Во всяком случае, с тех пор она по делу и без дела зачастила в нашу комнату. Без дела большею частью. Приходила, садилась в единственное наше кресло, сложив изящно и скромно ноги, умопомрачительно длинные по случаю крохотной замшевой мини-юбки, и смотрела на меня круглыми удивленными глазами мультипликационного персонажа. Мужчины с сердечным стеснением отводили глаза от ее ног и еще успевали при этом состроить мне восхищенную сочувственную гримасу. Женщины, по моим расчетам, должны были осуждать Алену, однако они ее морально поддерживали. Намекая время от времени на мою слепоту и мнимое бессердечие.
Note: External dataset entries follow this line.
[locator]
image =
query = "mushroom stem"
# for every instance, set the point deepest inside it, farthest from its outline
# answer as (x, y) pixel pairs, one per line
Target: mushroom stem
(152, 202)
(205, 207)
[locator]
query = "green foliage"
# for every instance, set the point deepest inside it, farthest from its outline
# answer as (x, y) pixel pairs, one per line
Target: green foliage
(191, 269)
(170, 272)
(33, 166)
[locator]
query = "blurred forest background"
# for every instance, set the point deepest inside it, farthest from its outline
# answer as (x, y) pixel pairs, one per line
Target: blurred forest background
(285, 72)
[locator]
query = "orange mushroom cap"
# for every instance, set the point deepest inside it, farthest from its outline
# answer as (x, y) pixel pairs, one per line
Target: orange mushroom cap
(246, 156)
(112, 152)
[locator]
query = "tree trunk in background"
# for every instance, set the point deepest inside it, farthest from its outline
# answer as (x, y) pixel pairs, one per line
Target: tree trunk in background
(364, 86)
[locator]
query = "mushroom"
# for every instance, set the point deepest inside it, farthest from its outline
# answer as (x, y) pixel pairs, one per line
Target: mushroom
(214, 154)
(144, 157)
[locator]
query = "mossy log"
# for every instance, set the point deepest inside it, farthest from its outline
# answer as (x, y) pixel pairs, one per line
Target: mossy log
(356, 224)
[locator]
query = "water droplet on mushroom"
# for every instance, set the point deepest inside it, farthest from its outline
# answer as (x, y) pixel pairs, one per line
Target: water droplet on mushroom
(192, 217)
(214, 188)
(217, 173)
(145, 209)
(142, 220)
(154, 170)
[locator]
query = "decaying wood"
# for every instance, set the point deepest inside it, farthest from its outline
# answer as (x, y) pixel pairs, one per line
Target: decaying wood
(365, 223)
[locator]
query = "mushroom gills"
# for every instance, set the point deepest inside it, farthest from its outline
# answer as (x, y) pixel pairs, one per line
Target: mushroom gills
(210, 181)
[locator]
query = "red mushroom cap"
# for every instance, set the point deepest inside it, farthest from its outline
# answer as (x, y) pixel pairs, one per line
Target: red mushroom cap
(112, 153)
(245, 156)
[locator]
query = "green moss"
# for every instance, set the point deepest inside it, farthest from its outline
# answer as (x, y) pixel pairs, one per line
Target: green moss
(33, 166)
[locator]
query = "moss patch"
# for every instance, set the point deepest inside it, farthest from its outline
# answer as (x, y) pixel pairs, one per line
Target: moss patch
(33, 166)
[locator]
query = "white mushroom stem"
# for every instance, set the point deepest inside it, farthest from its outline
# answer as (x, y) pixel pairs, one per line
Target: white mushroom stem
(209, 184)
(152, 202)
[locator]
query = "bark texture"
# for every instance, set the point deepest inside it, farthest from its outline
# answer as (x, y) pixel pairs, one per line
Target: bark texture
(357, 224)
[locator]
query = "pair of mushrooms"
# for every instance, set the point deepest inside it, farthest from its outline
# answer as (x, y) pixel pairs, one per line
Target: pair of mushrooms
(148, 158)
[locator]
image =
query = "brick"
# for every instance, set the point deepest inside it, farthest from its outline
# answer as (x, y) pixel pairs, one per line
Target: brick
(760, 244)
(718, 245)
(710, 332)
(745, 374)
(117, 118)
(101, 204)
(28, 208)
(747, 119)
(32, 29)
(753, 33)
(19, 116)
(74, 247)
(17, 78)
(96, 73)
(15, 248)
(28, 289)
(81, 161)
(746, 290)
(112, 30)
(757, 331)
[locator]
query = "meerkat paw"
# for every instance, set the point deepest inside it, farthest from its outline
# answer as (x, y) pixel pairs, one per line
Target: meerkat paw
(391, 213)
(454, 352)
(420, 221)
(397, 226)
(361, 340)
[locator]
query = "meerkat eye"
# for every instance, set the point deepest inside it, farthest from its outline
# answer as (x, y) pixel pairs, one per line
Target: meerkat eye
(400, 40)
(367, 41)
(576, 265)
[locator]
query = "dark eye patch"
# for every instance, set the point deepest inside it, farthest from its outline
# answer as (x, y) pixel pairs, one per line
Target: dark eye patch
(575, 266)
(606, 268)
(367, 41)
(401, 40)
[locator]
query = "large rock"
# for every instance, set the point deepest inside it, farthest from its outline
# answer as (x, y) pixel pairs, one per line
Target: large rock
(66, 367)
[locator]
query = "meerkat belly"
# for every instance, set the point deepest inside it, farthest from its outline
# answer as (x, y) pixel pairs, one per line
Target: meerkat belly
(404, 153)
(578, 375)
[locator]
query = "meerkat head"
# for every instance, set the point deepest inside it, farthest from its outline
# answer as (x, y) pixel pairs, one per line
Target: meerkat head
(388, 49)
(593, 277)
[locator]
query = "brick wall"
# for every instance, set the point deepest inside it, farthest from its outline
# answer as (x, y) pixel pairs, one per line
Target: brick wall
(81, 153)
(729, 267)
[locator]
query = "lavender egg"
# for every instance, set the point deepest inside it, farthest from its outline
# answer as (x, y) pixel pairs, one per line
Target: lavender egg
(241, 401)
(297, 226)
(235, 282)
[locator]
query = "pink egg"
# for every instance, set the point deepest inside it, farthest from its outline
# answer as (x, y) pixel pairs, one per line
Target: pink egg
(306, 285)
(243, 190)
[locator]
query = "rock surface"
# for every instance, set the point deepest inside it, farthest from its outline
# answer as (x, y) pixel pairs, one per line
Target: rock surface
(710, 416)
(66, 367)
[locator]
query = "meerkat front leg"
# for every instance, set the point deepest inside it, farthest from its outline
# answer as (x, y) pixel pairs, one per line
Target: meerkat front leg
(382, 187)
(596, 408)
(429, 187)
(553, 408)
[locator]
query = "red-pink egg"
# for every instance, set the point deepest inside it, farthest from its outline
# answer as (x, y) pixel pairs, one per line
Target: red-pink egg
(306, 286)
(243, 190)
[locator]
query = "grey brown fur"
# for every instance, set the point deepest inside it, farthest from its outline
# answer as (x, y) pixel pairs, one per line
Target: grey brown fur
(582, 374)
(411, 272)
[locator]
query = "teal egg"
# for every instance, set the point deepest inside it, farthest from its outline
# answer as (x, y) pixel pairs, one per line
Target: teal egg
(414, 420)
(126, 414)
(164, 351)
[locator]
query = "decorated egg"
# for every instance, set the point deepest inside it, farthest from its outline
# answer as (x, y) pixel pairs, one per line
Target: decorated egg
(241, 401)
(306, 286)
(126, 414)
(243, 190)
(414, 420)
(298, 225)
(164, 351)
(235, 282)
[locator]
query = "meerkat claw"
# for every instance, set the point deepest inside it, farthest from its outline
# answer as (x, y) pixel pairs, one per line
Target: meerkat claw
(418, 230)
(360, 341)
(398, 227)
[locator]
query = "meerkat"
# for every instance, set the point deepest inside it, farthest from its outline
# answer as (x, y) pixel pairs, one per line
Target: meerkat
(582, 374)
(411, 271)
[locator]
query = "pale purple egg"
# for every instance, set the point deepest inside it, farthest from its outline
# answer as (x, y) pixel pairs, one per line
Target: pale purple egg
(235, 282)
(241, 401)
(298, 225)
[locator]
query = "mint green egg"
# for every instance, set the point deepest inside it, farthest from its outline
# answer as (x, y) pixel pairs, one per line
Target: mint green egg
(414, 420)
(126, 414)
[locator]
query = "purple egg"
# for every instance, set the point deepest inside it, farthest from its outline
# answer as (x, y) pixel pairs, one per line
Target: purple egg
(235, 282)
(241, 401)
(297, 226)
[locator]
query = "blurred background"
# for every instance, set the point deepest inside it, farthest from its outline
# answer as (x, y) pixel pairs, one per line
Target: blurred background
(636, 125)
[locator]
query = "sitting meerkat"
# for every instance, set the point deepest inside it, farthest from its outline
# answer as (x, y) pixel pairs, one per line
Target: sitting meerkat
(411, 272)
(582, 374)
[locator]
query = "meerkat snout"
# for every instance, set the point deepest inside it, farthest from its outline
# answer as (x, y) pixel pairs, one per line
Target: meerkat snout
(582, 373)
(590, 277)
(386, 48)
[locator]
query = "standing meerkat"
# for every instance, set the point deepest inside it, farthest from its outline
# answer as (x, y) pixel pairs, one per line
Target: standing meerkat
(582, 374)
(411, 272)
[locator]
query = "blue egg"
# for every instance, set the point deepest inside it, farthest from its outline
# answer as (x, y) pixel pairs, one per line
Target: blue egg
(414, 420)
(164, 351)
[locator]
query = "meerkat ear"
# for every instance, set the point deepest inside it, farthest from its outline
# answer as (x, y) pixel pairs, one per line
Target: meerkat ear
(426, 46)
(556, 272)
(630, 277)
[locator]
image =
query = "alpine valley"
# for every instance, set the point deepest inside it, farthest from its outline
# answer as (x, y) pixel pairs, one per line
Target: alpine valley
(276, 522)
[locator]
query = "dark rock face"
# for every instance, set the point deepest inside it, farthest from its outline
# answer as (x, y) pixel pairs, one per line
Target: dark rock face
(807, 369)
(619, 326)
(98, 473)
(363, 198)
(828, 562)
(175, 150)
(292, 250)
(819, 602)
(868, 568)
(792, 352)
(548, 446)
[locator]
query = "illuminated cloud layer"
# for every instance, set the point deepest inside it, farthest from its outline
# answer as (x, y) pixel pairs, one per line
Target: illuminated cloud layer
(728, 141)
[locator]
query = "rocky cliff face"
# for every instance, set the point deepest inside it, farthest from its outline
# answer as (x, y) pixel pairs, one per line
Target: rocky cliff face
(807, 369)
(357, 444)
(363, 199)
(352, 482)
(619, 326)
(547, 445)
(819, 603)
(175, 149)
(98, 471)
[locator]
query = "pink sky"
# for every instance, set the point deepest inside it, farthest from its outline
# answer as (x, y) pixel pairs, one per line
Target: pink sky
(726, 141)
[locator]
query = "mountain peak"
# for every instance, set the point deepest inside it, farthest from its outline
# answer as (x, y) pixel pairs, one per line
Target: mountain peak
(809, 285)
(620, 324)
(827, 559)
Они у нас вообще очень передовые личности, наши дамы, в вопросах моды чрезвычайные авангардистки, доверяют лишь проверенным первоисточникам, их споры о длине юбок напоминают представительную теоретическую конференцию — в их собственных туалетах ощутимо, однако, напряжение, натужность, собранная в комок воля, отчаянный вызов — и ретроградам, и семейному бюджету. Алена же одевается на уровне таких «мировых» стандартов, что о зависти или соревновании даже речи быть не может. Только восхищаться можно ею, приняв ее добровольно за совершенный и недосягаемый эталон элегантности. Вот чем, я думаю, объясняется то всеобщее сочувствие, каким окружили наши женщины Аленины порывы.

А я им не доверял. То есть, разумеется, трогали они меня, и самолюбию льстили, и в груди вдруг ни с того ни с сего как-то сладко щемило, но я себя постоянно одергивал. Не давал себе воли. Я боялся, я позорно трусил, откровенно говоря, уж слишком щедрым казался мне этот поворот судьбы и нелогичным. Я же всю жизнь пытаюсь нащупать в ее противоречиях и скачках закономерную логическую линию. Потом случился у нас в институте какой-то местный праздник — может быть, юбилей, а может, на пенсию кого-то провожали, — с дозволения начальства выпили шампанского, включили портативный магнитофон, был май, это я точно помню, теплый вечер стоял за окнами, верхнего света не зажигали, горели только две-три настольные лампы, от этого в присутственной нашей комнате создалась небывало интимная атмосфера. Алена вдруг подошла ко мне с отчаянным видом и пригласила танцевать. Я обнял ее за талию целомудренно и даже снисходительно немного, а она отважно, обмирая от собственного героизма, закинула мне руки за шею — я вдыхал запах ее волос и ощущал, как часто-часто бьется ее сердце.